Some surgeries on the abdomen are prone to the "weekend effect," where complications and illnesses occur more often when procedures are done on Saturday and Sunday compared to the rest of the week. Appendix removal, however, may not be a part of that effect.
New research presented at a conference found that patients who had their appendix removed over the weekend did not have more complications post-surgery than patients who underwent the procedure during the week.
Though the findings have not yet been peer reviewed, the findings suggest that patients "...should not wait for the weekend to pass to go to the hospital."
"Talk to your doctor if you are having appendicitis symptoms."
John N. Afthinos, MD, a surgeon at Staten Island University Hospital, led a study that investigated whether removing the appendix, called an appendectomy, over the weekend versus during the week led to higher rates of illnesses and mortality among patients.

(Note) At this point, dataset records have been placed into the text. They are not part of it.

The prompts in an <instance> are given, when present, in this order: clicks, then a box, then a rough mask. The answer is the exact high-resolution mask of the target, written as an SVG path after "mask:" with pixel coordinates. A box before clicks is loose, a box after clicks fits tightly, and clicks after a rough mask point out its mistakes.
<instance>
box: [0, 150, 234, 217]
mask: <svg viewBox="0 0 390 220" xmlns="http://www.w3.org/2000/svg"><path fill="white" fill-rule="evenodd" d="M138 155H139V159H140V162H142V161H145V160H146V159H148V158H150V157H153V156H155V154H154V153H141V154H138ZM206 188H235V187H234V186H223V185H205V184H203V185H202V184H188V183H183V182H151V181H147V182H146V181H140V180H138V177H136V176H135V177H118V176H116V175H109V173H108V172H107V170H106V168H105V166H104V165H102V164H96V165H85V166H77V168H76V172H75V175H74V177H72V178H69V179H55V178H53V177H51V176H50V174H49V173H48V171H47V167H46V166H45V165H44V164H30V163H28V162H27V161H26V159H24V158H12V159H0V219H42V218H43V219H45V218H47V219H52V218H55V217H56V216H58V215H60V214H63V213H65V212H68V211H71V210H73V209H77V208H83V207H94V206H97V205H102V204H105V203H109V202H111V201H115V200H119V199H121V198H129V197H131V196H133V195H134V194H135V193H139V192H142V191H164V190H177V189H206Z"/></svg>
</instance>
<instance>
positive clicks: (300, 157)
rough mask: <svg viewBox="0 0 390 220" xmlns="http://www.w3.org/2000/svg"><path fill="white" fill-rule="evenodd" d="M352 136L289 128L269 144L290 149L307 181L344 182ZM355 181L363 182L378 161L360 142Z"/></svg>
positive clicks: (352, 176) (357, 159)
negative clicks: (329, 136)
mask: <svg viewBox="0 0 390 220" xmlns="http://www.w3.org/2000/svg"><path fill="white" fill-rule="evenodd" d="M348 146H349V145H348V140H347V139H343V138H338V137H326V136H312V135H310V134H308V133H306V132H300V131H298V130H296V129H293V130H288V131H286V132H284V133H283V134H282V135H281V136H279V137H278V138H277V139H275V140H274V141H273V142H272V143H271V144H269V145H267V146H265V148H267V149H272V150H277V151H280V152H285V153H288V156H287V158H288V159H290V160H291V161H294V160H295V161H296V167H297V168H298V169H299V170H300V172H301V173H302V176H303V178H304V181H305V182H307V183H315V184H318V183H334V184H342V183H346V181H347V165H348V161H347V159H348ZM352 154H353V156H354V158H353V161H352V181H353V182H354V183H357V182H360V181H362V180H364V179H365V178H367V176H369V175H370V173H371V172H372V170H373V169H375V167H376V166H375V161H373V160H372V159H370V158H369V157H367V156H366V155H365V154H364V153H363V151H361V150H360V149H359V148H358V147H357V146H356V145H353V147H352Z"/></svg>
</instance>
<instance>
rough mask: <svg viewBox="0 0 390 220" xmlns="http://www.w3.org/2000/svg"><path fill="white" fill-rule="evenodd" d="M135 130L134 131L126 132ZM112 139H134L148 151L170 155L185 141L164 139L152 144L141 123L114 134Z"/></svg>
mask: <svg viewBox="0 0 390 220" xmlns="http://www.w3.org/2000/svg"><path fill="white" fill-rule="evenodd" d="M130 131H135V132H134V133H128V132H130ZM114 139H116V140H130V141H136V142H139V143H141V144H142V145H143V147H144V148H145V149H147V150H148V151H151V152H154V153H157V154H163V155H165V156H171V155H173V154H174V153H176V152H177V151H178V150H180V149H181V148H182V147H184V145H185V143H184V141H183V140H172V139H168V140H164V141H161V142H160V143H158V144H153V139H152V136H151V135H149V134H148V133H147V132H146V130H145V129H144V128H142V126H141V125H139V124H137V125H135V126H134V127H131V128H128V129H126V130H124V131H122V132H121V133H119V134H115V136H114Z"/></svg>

The researchers tracked almost 826,000 patients who underwent an appendectomy and were listed in the National Inpatient Sample Database between 2006 and 2009.
Appendectomies were both laparoscopic and open, with the former involving smaller incisions into the gut.
All patients had appendicitis, which is when the appendix swells, becomes inflamed and is at risk of bursting. The patients were assigned to have their appendix removed during the week or over the weekend.
Mortalities, complications and hospital charges were noted, as well as the length of time patients stayed in the hospital.
In total, 790,940 of all the appendectomies, or almost 96 percent, occurred during the week.
About 68 percent of the patients had laparoscopic appendectomies, and the rest had open procedures.
The number of patients who had laparoscopic versus open procedures did not differ significantly from the week to the weekend, and both groups stayed in the hospital about two days on average.
The number of complications that occurred among weekend appendectomy patients was not significantly different than the number that occurred weekday appendectomy patients, the researchers found.
Complications occurred in about 1.4 percent of each group. For every 10,000 patients, two deaths occurred.
The researchers also found that weekend appendectomies cost an extra $400 on average compared to weekday appendectomies.
Procedures during the weekend cost $22,028 on average compared to $21,609 during the week.
The researchers said that based on previous studies, weekend appendectomy patients who had other gastrointestinal operations had a higher risk of complications after their procedures.
But the researchers said this could be from reduced staffing in hospitals on the weekend.
“From what we can see, there’s no difference in the quality of patient care between weekend and weekday admissions of patients who have an appendectomy,” said Dr. Afthinos said in a press release. “Patients with symptoms of acute appendicitis should not wait for the weekend to pass to go to the hospital.”
The study was presented October 7 at the 2013 Clinical Congress of the American College of Surgeons.